To ensure high adventure quality, the number of growing characters at first will be limited. Spots will be reserved exclusively at a 1st come 1st served basis. Although the exact number of growing characters will be determined during beta test, a good first estimation might be around 1,000 characters.
So, if you want to have a growing character, take a look at our perks list to see which pledge levels guarantee one.

Although growing characters will be available to subscribers only, the campaign setting will be available for free to everyone after development through the website and will be designed to grow into whatever the community desires.

For that reason it is highly interactive: registered members will have their personal online page through which they will be able to vote on important matters, discuss custom creations submitted by other members and upload the stories of their characters.

We'd love to hear your questions.


----------



## Madnick (Apr 15, 2014)

Hey guys,

I am the Co-Creator of Erevos and i would like to tell you our project is up and running in IndieGoGo here is the link.

Please visit our site and forum if you want to get to know Erevos better. And follow us on twitter of Facebook to stay up to date!!

_ * EREVOS IN 60''*_
• *Erevos offers the opportunity to play ‘Rhapsodies’:* short personalized adventures written by professional adventure authors specifically for 1 adventuring party, tailored to the needs of the players (theme preferences,characters backgrounds and goals, players likes and dislikes etc)!

• *Erevos is a truly living campaign setting,* in the sense that the world evolves according to players' will and actions. There are no significant NPCs making decisions or major random events dictating the future!

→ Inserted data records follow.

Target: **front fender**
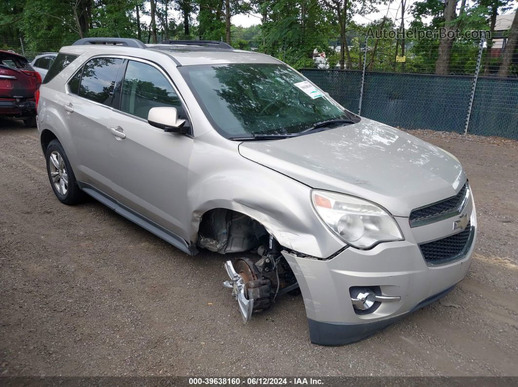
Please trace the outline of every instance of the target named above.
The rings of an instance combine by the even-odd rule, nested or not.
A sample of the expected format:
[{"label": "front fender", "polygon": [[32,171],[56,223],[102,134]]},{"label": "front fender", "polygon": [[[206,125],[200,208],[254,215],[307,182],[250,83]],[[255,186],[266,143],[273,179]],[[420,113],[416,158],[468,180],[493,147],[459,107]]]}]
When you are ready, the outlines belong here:
[{"label": "front fender", "polygon": [[315,213],[310,187],[245,159],[238,143],[215,133],[229,143],[220,146],[214,134],[199,137],[193,147],[188,192],[190,240],[196,239],[203,214],[221,208],[249,216],[281,245],[308,255],[325,258],[345,245]]}]

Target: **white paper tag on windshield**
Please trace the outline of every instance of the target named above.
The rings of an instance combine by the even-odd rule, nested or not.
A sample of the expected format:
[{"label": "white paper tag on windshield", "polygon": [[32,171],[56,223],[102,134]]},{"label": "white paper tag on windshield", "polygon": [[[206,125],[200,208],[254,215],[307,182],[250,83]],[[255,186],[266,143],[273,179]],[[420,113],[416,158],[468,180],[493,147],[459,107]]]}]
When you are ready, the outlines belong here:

• *Erevos leaves great room for creativity:* by registering in the community, you can upload your custom creations (orders, faiths and so on) and see them become official if the community approves them!

• *Erevos is a world of political influence:* you can determine some part of the world's history by participating in local political councils or even create a kingdom of your own!

• *Erevos acknowledges your character's accomplished tasks:* every registered character has a personal on-line profile page where he can upload his adventures and socialize, much like a social networking platform. The most significant events are recorded in the On-line History Time-line becoming part of Erevos official history!

• All in all, *Erevos aims to provide a free, dynamic setting* to everyone interested in running a home game and *a high quality personalized service *to all subscribers by maintaining personal contact and tailoring the gaming experience to each player’s needs. Personalized service is offered to players with ‘Growing’ characters who have several privileges compared to regular ones among which:

- Receiving Rhapsodies through their subscription

          - Participation in Conclaves of Authority, regional councils that determine local politics                      (through Erevos forum)

          - Access to Kingdom-making (design in all aspects of their settlement which may grow                        into a metropolis)


----------



## Madnick (Apr 30, 2014)

Greetings all,

here is some original artwork taken from the world:

The Sun's Tear.





The city of the Undead lords Bonecrest:




And finally the map of Theogonia the city of Gods.



our IndieGoGo project is still running help us create a true living Campaign Setting!

If you are Redditors drop by /r/Erevos and learn more about the world.

Thank you all
Nick.


----------



## richmondster (Jun 3, 2014)

*hey there! how can you post link?*

hey there! how can you post link?


----------